Tree of the Week: Red Maple

By: Mark Halpin, Forestry Manager

Acer rubrum, Red Maple, has become a very fashionable tree to dislike in the arboricultural world, because it has been so criminally over-planted. Like dwarf boxwoods and dyed black mulch it has become synonymous with bland, uninspired landscapes that never seem to fully develop and always look exquisitely “meh.” Small, sickly specimens can be seen everywhere, struggling to grow in construction-damaged junk soil, surrounded by over-irrigated and over-fertilized blankets of emerald green turf grass, its apparent health concealing the horrors that lie beneath.

Of course if any tree of beauty is going to survive such insulting conditions it would be the Red Maple (or the Green Ash, but that is no longer an option thanks to Emerald Ash Borer). That it often doesn’t is testament to how good we’ve gotten at destroying soil. Also called “swamp maple” (although never in the nursery trade!) this species, like many that inhabit wet bottomlands (Green Ash, Pin Oak, Sweetgum), is extremely tolerant of soil compaction and degradation. It also grows fast and easy in the nursery setting and landscape, and provides reliably exquisite fall color as well as reddish flowers and leaf color in early spring. It’s size is just about perfect for the planted landscape, typically 40-60’, and its “helicopters” (samaras, winged seed pods) are relatively small and unobtrusive. 

Almost sounds like the perfect tree, right? That’s certainly what nurseries and landscapers have thought for many years, hence its overuse. And that’s really the problem – there’s just too many of them. Cultivars have proliferated at a dizzying rate and it continues to be perhaps the most popular planted tree. It is a favorite of Asian Longhorned beetles, which have yet to become a serious issue in our region but will almost certainly do so one day soon, and so our Missouri Department of Conservation cautions against its continued use, but that seems to fall on deaf ears (once more let’s recall the fate of Green Ash…). 

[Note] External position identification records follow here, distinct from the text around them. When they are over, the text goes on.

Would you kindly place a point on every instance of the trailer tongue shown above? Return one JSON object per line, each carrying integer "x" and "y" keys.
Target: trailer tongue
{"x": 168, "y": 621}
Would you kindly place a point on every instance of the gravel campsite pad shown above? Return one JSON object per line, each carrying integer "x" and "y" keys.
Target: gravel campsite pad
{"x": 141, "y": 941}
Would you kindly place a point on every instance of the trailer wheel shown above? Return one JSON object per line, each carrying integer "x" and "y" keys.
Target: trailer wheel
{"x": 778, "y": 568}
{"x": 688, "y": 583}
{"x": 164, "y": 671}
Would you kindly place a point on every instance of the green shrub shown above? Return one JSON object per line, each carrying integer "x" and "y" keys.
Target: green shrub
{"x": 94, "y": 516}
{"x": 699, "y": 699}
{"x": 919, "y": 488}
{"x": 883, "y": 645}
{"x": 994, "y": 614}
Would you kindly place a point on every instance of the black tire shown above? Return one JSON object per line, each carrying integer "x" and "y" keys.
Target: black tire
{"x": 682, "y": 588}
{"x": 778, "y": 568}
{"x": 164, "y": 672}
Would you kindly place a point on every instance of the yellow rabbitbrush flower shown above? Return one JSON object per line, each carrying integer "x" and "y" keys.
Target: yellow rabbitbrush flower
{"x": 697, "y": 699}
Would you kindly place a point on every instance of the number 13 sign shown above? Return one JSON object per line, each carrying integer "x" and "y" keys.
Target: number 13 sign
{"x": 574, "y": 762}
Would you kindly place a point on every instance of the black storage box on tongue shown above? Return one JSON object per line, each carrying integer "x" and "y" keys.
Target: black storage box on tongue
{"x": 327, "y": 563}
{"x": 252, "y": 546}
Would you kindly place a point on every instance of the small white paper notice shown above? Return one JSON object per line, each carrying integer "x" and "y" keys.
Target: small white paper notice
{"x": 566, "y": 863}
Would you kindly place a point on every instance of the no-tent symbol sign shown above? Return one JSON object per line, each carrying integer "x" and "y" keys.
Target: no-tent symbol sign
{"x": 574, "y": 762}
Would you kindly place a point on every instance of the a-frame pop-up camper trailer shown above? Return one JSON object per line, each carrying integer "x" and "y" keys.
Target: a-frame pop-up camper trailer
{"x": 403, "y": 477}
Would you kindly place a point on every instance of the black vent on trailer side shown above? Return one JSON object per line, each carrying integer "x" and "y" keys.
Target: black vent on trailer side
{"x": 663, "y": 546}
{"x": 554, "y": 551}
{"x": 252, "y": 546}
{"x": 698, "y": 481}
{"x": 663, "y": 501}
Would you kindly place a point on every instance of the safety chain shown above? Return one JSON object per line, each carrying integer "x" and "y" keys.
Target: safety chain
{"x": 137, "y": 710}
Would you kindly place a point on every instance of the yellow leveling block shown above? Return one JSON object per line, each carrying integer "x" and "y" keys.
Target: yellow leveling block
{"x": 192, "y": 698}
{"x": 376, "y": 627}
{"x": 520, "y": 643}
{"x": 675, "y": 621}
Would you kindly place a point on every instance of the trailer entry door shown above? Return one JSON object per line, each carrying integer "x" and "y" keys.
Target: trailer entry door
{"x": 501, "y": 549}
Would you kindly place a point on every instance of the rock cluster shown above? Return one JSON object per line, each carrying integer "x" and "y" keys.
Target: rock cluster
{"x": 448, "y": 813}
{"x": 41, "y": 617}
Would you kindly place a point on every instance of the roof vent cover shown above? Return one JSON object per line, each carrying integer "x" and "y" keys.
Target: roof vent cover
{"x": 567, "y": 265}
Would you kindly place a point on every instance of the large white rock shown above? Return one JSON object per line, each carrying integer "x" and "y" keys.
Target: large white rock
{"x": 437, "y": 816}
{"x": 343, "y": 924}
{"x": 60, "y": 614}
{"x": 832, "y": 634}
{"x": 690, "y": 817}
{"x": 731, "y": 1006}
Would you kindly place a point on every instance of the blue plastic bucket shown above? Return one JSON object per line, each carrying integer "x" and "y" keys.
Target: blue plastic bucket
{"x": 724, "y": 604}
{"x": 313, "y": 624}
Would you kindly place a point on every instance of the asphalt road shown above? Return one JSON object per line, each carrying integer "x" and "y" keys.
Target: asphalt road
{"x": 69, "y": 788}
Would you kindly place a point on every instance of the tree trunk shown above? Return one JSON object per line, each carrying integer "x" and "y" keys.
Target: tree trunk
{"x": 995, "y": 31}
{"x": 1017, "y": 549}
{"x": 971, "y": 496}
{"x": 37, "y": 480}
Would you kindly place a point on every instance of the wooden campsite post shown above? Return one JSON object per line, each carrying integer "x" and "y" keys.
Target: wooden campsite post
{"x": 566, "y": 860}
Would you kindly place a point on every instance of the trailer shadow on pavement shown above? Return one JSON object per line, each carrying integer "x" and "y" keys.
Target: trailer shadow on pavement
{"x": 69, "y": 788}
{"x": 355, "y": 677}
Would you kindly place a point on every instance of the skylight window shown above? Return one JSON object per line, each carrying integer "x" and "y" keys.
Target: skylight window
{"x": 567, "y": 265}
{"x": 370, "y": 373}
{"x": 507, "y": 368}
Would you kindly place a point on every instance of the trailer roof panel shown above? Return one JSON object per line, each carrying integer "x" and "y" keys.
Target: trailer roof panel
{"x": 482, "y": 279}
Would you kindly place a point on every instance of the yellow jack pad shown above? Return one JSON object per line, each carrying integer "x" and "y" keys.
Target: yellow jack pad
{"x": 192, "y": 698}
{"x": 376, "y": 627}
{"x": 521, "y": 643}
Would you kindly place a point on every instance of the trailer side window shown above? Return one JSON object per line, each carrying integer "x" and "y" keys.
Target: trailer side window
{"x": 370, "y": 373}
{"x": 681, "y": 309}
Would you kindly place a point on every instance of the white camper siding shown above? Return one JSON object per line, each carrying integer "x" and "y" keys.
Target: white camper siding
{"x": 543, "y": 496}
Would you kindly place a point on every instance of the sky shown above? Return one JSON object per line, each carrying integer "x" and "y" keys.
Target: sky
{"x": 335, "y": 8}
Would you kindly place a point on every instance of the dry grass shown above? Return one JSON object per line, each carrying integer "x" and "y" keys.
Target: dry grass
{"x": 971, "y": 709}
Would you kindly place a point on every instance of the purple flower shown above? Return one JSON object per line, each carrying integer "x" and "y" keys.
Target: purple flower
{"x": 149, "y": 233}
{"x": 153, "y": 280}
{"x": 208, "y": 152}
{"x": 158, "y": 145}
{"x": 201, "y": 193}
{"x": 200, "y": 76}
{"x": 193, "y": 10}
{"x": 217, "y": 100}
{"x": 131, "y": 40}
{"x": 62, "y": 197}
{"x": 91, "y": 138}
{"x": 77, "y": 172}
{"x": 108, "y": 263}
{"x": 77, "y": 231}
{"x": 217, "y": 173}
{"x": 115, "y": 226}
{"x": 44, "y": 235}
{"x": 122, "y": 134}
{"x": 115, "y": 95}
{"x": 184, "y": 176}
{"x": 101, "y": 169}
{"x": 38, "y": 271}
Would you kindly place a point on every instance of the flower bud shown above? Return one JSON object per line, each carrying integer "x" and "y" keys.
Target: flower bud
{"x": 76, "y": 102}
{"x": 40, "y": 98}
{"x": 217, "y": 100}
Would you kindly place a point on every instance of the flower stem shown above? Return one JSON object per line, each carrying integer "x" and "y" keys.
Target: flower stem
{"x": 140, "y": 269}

It’s hard to talk people out of this one, because it does seem so perfect. It really is a gorgeous tree…the only complaint “normal” people seem to have about it is its tendency (like all maples) to form surface roots that interfere with that lush green turf. “It’s been overplanted” strikes many people as a petty, aesthetic complaint, especially when it’s accompanied by pleas to plant some weird, unheard of native trees with unappealing names like “Eastern Wahoo” or “Black Gum” (which we should really start calling a “Red Pepperidge” or something a little more musical. “Black gum” is a terrible common name and makes people confuse it with Sweetgum). 

To convince such “normal”, botanically uninitiated people that this is a valid argument, you need to start invoking history, and science, and Dutch Elm Disease, Chestnut Blight and Emerald Ash Borer and the dangers of monocultures. If you expect the average person to hear you out through all that, you’re in for some serious disappointment. Eyes glaze over, a fog of boredom clouds the mind, and a Red Maple is planted. And the seeds of another arboricultural tragedy are sown. 

It’s a beautiful tree. I love it. Go out and appreciate the fall color, and the many, many beautiful specimens around, but please don’t plant yet another one. Plant a “Red Pepperidge” instead.